Announcement

Collapse
No announcement yet.
X
  • Filter
  • Time
  • Show
Clear All
new posts

  • Fixing scientific-notation numeric variables

    Hello;

    I have a lengthy (10 to 12-digit) numeric identifier in my data.

    I've formatted it so that it no longer appears in scientific notation in the data editor, but when I do "tab variable", it truncates yet again to scientific notation and collapses together different values (i.e., anything that would be scientifically noted as 1.13+9e is now collapsed together as that--can't tell them apart).

    Any advice? I really need to see counts by specific ID number, and I really don't want to export to Excel and do a pivot table to figure it out!
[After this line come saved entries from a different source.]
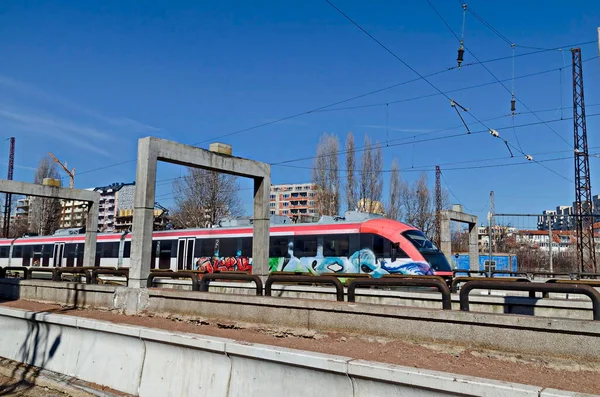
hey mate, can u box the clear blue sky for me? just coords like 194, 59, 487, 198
0, 0, 599, 225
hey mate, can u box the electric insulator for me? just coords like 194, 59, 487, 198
510, 99, 516, 113
457, 45, 465, 68
489, 129, 499, 137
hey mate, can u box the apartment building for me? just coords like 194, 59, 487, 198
59, 195, 92, 229
538, 194, 600, 230
94, 182, 135, 232
269, 183, 318, 218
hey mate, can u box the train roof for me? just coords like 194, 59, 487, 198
0, 211, 420, 244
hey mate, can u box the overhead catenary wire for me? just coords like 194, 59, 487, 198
154, 152, 597, 203
74, 43, 598, 178
316, 57, 599, 113
323, 0, 573, 183
425, 0, 571, 150
272, 111, 600, 166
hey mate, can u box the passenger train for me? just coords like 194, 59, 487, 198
0, 212, 453, 278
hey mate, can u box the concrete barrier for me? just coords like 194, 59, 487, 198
0, 306, 595, 397
0, 278, 595, 320
2, 279, 600, 360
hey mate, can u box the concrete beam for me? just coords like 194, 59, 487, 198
0, 179, 100, 267
153, 137, 269, 179
443, 210, 477, 225
440, 209, 479, 270
0, 179, 98, 202
128, 137, 271, 295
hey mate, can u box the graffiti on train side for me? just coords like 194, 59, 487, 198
195, 256, 251, 273
193, 250, 433, 277
268, 248, 433, 277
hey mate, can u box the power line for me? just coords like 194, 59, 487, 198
74, 46, 597, 178
273, 112, 600, 167
323, 0, 568, 181
439, 169, 470, 211
315, 61, 599, 113
425, 0, 573, 148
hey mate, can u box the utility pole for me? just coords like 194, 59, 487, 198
571, 47, 597, 273
2, 137, 15, 238
548, 216, 553, 273
488, 190, 494, 278
434, 165, 442, 247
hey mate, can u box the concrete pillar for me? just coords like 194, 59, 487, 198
252, 174, 271, 279
468, 223, 479, 271
440, 213, 452, 266
83, 200, 99, 268
128, 138, 158, 289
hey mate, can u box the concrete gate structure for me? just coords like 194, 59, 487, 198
128, 137, 271, 290
0, 179, 100, 267
440, 208, 479, 270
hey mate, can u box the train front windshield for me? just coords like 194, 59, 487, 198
402, 230, 452, 272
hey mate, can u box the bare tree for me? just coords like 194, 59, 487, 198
345, 132, 357, 211
386, 158, 405, 220
312, 133, 341, 216
370, 140, 383, 208
358, 135, 372, 212
400, 171, 453, 238
402, 172, 434, 236
170, 168, 243, 228
357, 135, 384, 213
29, 157, 62, 236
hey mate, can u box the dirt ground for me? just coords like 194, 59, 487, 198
2, 299, 599, 395
0, 373, 69, 397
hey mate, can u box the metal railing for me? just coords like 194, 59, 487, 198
347, 276, 452, 310
459, 280, 600, 320
199, 272, 263, 296
147, 271, 200, 291
451, 276, 530, 294
265, 274, 344, 302
90, 269, 129, 285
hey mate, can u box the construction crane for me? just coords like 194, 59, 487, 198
48, 152, 75, 188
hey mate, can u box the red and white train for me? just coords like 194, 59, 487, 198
0, 212, 453, 279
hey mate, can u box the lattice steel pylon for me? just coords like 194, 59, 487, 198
2, 137, 15, 238
571, 47, 597, 273
434, 165, 442, 247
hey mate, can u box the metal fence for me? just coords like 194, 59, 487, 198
490, 213, 596, 273
450, 213, 598, 273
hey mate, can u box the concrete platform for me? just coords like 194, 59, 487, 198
1, 279, 599, 362
0, 305, 596, 397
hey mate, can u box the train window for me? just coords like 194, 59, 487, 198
269, 236, 289, 257
157, 240, 173, 269
198, 238, 216, 257
76, 244, 84, 266
64, 244, 76, 267
294, 236, 317, 257
12, 246, 22, 258
323, 234, 350, 257
22, 245, 32, 266
240, 237, 252, 257
0, 246, 9, 258
96, 242, 119, 258
151, 241, 158, 269
123, 241, 131, 258
42, 245, 53, 266
64, 244, 77, 258
219, 238, 238, 257
348, 233, 360, 254
373, 235, 391, 258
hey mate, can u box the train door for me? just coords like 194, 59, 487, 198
52, 243, 65, 267
176, 238, 196, 270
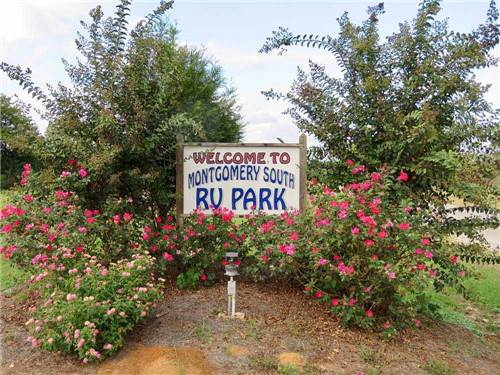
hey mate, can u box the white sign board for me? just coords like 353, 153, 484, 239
179, 142, 305, 215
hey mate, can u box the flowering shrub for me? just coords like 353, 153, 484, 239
240, 165, 468, 329
141, 163, 468, 330
1, 164, 163, 362
26, 253, 161, 362
141, 207, 245, 289
1, 163, 144, 267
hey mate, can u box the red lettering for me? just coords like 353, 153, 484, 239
223, 152, 232, 164
243, 153, 256, 164
257, 152, 266, 164
280, 152, 290, 164
270, 152, 280, 164
206, 152, 215, 164
233, 152, 243, 164
193, 152, 206, 164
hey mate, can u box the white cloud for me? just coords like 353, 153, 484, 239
200, 41, 338, 71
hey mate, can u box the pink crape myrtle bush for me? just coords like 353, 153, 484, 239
1, 164, 163, 362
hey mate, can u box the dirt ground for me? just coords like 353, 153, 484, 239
1, 281, 499, 374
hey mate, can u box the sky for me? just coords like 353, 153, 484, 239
0, 0, 499, 143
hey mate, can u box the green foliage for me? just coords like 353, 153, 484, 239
27, 254, 162, 362
141, 206, 243, 288
260, 0, 499, 208
0, 95, 44, 188
1, 0, 243, 213
0, 165, 162, 362
143, 166, 470, 329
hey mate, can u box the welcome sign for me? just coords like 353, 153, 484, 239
176, 136, 306, 219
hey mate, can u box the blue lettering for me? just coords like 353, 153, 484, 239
243, 188, 256, 209
232, 188, 244, 210
210, 188, 223, 208
274, 188, 286, 210
259, 188, 272, 210
196, 188, 209, 209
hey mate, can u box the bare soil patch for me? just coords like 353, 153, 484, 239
1, 281, 499, 374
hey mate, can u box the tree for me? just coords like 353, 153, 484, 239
1, 0, 243, 212
0, 95, 44, 189
260, 0, 499, 207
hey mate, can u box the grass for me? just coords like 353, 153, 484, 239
426, 264, 500, 335
463, 265, 500, 311
0, 190, 30, 296
244, 317, 263, 340
248, 354, 279, 372
422, 359, 455, 375
190, 319, 213, 343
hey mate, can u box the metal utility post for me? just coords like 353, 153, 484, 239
224, 252, 239, 318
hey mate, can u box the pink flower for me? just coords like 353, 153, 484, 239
290, 231, 299, 241
77, 338, 85, 349
398, 222, 410, 230
351, 227, 360, 235
79, 226, 87, 234
346, 159, 354, 166
383, 321, 392, 329
123, 212, 133, 221
103, 343, 113, 350
331, 298, 339, 306
162, 253, 174, 261
314, 291, 323, 298
386, 271, 396, 280
337, 210, 348, 219
318, 258, 328, 266
364, 239, 375, 247
371, 172, 381, 182
365, 310, 374, 318
397, 171, 409, 182
279, 244, 296, 256
60, 171, 71, 178
78, 168, 88, 178
315, 218, 330, 227
66, 293, 76, 302
458, 270, 465, 277
449, 255, 458, 264
421, 238, 430, 246
113, 214, 121, 224
413, 318, 422, 327
415, 248, 424, 255
424, 251, 433, 259
348, 298, 356, 306
200, 273, 207, 281
377, 231, 387, 239
74, 329, 80, 339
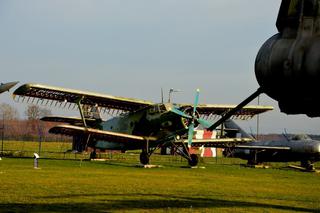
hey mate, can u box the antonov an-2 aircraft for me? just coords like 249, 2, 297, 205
13, 83, 273, 166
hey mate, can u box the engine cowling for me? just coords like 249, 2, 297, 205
181, 107, 200, 129
255, 0, 320, 117
255, 34, 320, 117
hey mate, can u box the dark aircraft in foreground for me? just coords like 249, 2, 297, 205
13, 83, 273, 166
224, 120, 320, 171
246, 0, 320, 117
0, 81, 18, 94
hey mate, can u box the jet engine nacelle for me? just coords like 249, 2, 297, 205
255, 34, 320, 117
255, 0, 320, 117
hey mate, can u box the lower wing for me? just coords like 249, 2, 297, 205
49, 124, 157, 144
41, 116, 98, 126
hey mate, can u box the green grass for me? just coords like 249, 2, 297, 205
0, 157, 319, 212
1, 140, 72, 153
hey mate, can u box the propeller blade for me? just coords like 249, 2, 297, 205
197, 118, 212, 129
193, 89, 200, 115
188, 89, 200, 147
170, 108, 192, 119
188, 122, 194, 147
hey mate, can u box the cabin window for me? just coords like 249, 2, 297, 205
149, 104, 166, 114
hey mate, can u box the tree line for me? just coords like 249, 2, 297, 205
0, 103, 70, 142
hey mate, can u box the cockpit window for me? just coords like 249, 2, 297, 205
149, 104, 167, 114
159, 104, 166, 112
291, 134, 311, 141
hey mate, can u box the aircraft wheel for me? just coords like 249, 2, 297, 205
247, 159, 257, 165
188, 154, 199, 167
90, 151, 97, 159
301, 160, 314, 171
140, 152, 149, 165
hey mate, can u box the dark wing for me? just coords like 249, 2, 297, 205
180, 104, 273, 120
49, 124, 157, 144
13, 83, 154, 114
41, 116, 98, 126
182, 138, 254, 148
235, 145, 291, 150
0, 81, 19, 94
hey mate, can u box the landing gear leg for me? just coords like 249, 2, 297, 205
169, 141, 200, 167
90, 150, 97, 159
139, 135, 161, 165
247, 150, 259, 165
140, 137, 151, 165
140, 151, 150, 165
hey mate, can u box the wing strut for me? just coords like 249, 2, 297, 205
208, 87, 264, 131
76, 96, 87, 128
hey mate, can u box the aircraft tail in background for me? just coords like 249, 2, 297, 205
224, 119, 255, 140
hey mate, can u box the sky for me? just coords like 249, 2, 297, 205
0, 0, 320, 134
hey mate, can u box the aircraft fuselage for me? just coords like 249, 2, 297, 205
95, 103, 189, 151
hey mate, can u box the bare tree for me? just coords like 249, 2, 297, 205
40, 108, 52, 118
25, 105, 52, 120
0, 103, 19, 120
25, 105, 41, 120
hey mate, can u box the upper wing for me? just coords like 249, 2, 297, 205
180, 104, 273, 120
13, 83, 154, 114
49, 124, 157, 143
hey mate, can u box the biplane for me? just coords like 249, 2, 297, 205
13, 83, 273, 166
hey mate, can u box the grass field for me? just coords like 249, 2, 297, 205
0, 155, 319, 212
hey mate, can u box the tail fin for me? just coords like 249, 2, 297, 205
224, 119, 255, 140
    (By the way, the dataset is about 150,000 records, so "list" isn't a good option for me.)

    Thanks for your time!

  • #2
    Depending on what statistics you need reported, you could use tabstat, which has number formatting options, for more see http://www.stata.com/manuals13/rtabstat.pdf
    Code:
    . set obs 1
    obs was 0, now 1
    
    . 
    . generate var1 = 13900000000 in 1
    
    . 
    . tabstat var1
    
        variable |      mean
    -------------+----------
            var1 |  1.39e+10
    ------------------------
    
    . 
    . tabstat var1, format(%20.2f)
    
        variable |      mean
    -------------+----------
            var1 |      13900000256.00
    ------------------------
    
    .

    Comment


    • #3
      You can use the Ben Jann's fre command. You can get it by typing in Stata ssc install fre.
      ---------------------------------
      Maarten L. Buis
      University of Konstanz
      Department of history and sociology
      box 40
      78457 Konstanz
      Germany
      http://www.maartenbuis.nl
      ---------------------------------

      Comment


      • #4
        I guess Jorrit's solution, although helpful for the problem it solves, has it the wrong way round: your identifiers define rows of the table, they are not being summarized.
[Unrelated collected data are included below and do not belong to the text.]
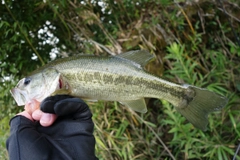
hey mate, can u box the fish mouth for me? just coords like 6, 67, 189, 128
10, 88, 28, 106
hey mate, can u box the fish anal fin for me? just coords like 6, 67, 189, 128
115, 50, 155, 67
120, 98, 147, 113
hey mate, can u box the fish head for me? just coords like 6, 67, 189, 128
10, 67, 63, 106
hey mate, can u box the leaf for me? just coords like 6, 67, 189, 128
168, 127, 179, 133
95, 137, 107, 150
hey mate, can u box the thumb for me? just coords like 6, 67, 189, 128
40, 113, 57, 127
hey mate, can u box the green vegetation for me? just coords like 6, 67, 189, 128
1, 0, 240, 159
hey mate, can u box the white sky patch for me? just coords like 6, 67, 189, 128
29, 31, 35, 38
46, 20, 51, 25
3, 76, 10, 82
98, 1, 105, 12
97, 1, 107, 13
50, 48, 59, 59
80, 1, 86, 5
36, 20, 59, 60
31, 53, 38, 60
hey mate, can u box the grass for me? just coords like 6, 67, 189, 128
0, 117, 10, 160
1, 0, 240, 159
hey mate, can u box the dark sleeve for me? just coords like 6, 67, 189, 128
6, 115, 98, 160
6, 116, 53, 160
36, 114, 98, 160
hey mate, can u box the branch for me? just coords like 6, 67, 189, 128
4, 3, 45, 66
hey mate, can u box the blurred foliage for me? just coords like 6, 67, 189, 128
1, 0, 240, 159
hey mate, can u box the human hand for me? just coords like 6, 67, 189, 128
7, 95, 97, 160
17, 99, 57, 127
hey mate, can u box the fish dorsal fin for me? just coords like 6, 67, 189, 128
115, 50, 155, 67
120, 98, 147, 113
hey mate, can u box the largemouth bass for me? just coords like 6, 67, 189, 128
10, 50, 228, 130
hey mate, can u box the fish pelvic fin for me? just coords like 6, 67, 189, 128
120, 98, 147, 113
175, 85, 228, 131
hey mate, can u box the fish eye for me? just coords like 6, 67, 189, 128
24, 78, 31, 85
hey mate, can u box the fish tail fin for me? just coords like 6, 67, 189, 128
175, 85, 228, 131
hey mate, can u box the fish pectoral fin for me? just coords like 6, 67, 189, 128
120, 98, 147, 113
115, 50, 155, 67
51, 89, 70, 96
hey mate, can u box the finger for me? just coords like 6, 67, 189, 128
25, 100, 40, 114
40, 113, 57, 127
54, 98, 87, 116
32, 109, 43, 121
40, 95, 73, 114
17, 111, 34, 121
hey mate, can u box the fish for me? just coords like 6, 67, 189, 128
10, 50, 228, 130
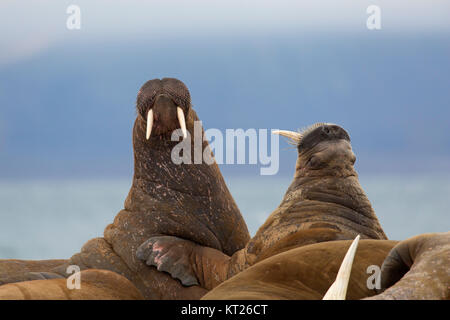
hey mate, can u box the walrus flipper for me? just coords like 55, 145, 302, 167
137, 236, 199, 287
136, 235, 235, 290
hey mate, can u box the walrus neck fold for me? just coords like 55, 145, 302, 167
243, 135, 387, 263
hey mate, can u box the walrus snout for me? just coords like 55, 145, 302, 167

        You don't give any exact detail, in terms of concrete data examples, exact code and exact results, contrary to explicit advice at http://www.statalist.org/forums/help#stata -- which is no doubt why Jorrit is decoding your problem one way and I am decoding another way.
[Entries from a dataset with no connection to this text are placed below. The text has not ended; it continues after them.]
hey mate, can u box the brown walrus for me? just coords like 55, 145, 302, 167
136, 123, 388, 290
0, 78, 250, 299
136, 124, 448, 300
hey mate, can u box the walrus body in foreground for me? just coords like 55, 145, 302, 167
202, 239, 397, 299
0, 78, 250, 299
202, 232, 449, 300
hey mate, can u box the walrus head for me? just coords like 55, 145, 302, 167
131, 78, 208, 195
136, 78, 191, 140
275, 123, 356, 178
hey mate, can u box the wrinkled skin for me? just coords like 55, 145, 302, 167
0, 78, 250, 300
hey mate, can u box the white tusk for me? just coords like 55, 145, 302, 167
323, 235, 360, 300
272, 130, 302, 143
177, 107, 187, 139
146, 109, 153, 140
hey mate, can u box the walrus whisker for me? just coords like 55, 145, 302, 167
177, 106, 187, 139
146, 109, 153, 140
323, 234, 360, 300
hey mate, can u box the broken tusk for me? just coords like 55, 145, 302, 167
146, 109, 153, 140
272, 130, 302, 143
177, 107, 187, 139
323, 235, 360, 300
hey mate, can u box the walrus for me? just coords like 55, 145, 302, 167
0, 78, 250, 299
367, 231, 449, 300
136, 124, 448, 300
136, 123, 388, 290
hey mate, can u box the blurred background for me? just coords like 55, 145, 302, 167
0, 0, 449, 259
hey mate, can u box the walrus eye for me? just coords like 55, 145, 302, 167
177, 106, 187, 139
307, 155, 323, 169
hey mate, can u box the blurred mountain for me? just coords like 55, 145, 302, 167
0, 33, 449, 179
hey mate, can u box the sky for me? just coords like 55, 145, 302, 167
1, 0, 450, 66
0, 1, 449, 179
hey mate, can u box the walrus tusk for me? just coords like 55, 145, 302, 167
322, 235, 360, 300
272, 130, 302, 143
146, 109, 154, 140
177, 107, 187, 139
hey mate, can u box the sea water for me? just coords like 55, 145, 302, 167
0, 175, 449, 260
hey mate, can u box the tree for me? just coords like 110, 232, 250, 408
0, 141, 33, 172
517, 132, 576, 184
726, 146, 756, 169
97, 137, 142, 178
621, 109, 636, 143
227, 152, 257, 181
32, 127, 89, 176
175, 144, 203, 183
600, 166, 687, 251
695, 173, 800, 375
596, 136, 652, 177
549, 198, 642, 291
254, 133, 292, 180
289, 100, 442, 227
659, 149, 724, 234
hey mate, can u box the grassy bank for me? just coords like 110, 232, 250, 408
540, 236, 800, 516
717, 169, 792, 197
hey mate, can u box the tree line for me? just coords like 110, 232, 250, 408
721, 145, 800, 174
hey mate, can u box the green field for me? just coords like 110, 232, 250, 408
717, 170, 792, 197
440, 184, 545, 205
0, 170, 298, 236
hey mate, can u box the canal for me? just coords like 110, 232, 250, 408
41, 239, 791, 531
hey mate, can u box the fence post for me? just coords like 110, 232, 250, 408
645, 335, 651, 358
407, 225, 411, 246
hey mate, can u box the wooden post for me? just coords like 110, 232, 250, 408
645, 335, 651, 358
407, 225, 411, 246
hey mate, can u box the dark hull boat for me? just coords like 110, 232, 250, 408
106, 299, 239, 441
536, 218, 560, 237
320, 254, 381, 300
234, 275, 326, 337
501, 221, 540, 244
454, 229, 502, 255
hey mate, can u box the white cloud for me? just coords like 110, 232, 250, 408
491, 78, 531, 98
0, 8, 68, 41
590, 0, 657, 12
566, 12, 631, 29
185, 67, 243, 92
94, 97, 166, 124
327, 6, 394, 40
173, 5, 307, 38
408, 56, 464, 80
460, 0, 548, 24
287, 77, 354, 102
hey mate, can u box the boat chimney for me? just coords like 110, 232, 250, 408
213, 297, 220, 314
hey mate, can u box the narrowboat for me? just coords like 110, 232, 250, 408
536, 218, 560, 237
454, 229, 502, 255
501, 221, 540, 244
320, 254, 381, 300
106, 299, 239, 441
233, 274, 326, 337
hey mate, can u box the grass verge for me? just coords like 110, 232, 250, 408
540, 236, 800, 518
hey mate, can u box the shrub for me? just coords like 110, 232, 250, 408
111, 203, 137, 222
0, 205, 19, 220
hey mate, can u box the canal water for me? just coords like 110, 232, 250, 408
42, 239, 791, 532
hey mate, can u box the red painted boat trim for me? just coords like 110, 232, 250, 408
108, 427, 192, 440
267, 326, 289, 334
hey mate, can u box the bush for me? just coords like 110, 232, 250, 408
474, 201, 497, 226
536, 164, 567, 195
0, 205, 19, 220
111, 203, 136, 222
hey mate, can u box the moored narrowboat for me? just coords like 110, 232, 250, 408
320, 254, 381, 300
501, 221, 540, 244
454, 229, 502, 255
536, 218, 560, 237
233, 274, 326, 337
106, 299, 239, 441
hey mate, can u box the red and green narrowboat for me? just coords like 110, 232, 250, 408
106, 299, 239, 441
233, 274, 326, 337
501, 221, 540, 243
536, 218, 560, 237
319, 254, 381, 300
        My guess is that the problem is like this. And I give two solutions.

        Code:
        . clear
        
        . input double longid  
        
                 longid
          1. 123456789012
          2. 987654321987
          3. 987654321987
          4. end
        
        . format longid %12.0f
        
        . tab longid
        
             longid |      Freq.     Percent        Cum.
        ------------+-----------------------------------
           1.23e+11 |          1       33.33       33.33
           9.88e+11 |          2       66.67      100.00
        ------------+-----------------------------------
              Total |          3      100.00
        
        . groups longid
        
          +-----------------------------------------+
          |       longid   Freq.   Percent     Cum. |
          |-----------------------------------------|
          | 123456789012       1     33.33    33.33 |
          | 987654321987       2     66.67   100.00 |
          +-----------------------------------------+
        
        . tostring longid, gen(slongid) usedisplayformat
        slongid generated as str12
        
        . tab slongid
        
              longid |      Freq.     Percent        Cum.
        -------------+-----------------------------------
        123456789012 |          1       33.33       33.33
        987654321987 |          2       66.67      100.00
        -------------+-----------------------------------
               Total |          3      100.00
        Solution 1. Use groups from SSC. You must install first, with

        Code:
        ssc inst groups
        help groups
        Solution 2. Use a string identifier.
        Last edited by Nick Cox; 22 Jun 2016, 01:59.

        Comment


        • #5
          Nick's full advice is correct. I write only to add that I think that solution 2 is far, far better than solution 1. You have made it clear that this number is used only as an identifier. So it is not going to be used for computations. If you keep it numeric, it is likely only a matter of time before you copy the variable carelessly with some command and end up truncating it to a float. That float will not have enough bytes to store 12 digits, so the low order digits will be lost and your ids will now be incorrect, perhaps with different original ids having been truncated to the same value. There is no such danger with strings.

          Comment


          • #6
            Thank you very much, everyone! This was very helpful, and problem solved.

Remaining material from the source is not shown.